Credit Jim Levulis / WAMC
/
WAMC

There’s new office space in downtown North Adams, an area some describe as not exactly booming with business. The new initiative is trying to break the mold of the traditional cubicle.While that cheering and clapping celebrated the ribbon cutting at Cloud85 in North Adams, the hope is the second floor office will continue to be ringing with chatter and business ideas. Located at 85 Main Street in the heart of the city’s downtown, the space resembles a mash-up of a lobby, campus library and art studio.
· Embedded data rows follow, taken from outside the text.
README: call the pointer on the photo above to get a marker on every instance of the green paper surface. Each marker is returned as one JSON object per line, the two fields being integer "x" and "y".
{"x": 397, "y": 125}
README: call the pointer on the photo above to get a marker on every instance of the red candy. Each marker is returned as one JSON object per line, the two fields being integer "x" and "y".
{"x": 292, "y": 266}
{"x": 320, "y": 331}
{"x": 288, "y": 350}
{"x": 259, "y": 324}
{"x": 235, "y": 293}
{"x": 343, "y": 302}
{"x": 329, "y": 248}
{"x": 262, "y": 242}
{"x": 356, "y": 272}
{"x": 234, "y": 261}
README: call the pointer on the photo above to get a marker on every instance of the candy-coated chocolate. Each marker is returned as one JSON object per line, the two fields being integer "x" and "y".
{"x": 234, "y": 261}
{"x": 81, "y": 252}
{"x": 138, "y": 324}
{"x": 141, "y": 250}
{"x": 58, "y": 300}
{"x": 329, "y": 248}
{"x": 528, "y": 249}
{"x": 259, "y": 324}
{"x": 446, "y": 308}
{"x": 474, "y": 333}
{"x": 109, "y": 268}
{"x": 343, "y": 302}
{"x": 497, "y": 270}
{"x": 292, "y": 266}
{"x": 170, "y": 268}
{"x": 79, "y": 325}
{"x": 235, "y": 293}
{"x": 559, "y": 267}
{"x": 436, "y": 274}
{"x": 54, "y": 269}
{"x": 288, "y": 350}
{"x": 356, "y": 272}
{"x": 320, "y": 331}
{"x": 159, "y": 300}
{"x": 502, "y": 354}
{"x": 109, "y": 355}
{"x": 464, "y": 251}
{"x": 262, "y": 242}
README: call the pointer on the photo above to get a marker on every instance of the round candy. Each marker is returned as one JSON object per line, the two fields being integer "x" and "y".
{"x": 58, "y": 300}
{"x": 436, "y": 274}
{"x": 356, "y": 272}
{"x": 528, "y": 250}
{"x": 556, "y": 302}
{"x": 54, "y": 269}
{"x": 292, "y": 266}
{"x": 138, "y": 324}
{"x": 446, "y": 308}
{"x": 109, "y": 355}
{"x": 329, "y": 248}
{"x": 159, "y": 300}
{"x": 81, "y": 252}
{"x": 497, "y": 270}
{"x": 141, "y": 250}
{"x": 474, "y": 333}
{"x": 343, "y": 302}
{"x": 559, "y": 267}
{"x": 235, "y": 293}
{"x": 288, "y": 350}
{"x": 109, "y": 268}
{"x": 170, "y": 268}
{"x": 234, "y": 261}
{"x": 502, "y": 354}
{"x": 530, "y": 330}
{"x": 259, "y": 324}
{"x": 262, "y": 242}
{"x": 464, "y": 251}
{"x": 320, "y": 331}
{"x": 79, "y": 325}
Manager Jeffrey Thomas has been working on the project for the past eight months.

“As an entrepreneur myself, I really do believe that the most important ideas and the most exciting work comes through collaboration,” Thomas said. “Very few of us are so smart that we can figure everything out by ourselves. So I’m very excited about this as a collaborative spac in addition to being a space for productivity.”

Opening the door, the first thing you see is a shuffleboard court — not exactly standard for the office. Continuing on: comfortable armchairs surround coffee tables, red terra cotta half-walls divide work areas, high-rise artist chairs line the wall and two private offices fill out the space. The desktops are reused oak pews from a renovated city church and curly electrical wires bring power throughout the room. Architect Ann McCallum says she wanted to create a welcoming, funky vibe, by mixing new with the old.

“In a shop you see these curly wires coming down – they power pneumatic tools often and are usually for air pressure, but we use them for electricity here,” McCallum explained. “We made them into a feature by extending them over to the light fixtures as well. So it creates this sort of workshop environment that feels good I think.”

The operation runs sort of like a gym membership or Delta Sonic carwash. For between $150 and $230 a month, you can rent space for a year, month or just the day. The more service you want, the more you pay. Amenities include wifi, copy, fax and printer and of course coffee. Mayor Richard Alcombright says the meeting space can help generate businesses that could energize the city’s downtown.

“I look at this as more of a think tank, a place where people can rent space quite cheap to develop ideas and/or run an existing business,” Alcombright said. “Then also be able to bounce ideas off of one another. Like the Lever project, I hope it connects our younger entrepreneurial types who will come in here and develop ideas, particularly our young folks from MCLA and Williams.”

Thomas is the executive director of the Lever project that Alcombright mentioned. The economic development incubator launched in June and with the help of six summer interns, Cloud85 has floated into being.

“The grand plan is that Lever is going to be in the adjacent space to Cloud85,” Thomas said. “There are two doors there that are blocked right now, but those will get opened once the space is finished. So we can have our entrepreneurs coming from Williams, MCLA and Bennington College and other colleges in the region working over there. But, ambling over here and interacting with members of Cloud85.”

The idea for a collaborative and free-flowing work space came from the Partnership for North Adams, a public-private initiative thatin January 2014 unveiled a plan aimed at revitalizing the city’s downtown. Kate Collignon was project manager.

“We spoke with business owners, students, faculty and residents and a lot of different indicated that whether they decided to stay in North Adams or had decided to move on, what they really had missed was the opportunity for interaction with like minded entrepreneurs,” said Collignon.

The North Adams Chamber of Commerce is the first renter and Thomas says there’s interest from other economic development groups, believing writers, software developers and consultants will also find a home at Cloud85, a name he’s a big fan of.

“I think of this as a place where you can in your mind tell everyone who is bugging ‘Get off of my cloud, I’m going to get some work done,’” said Thomas.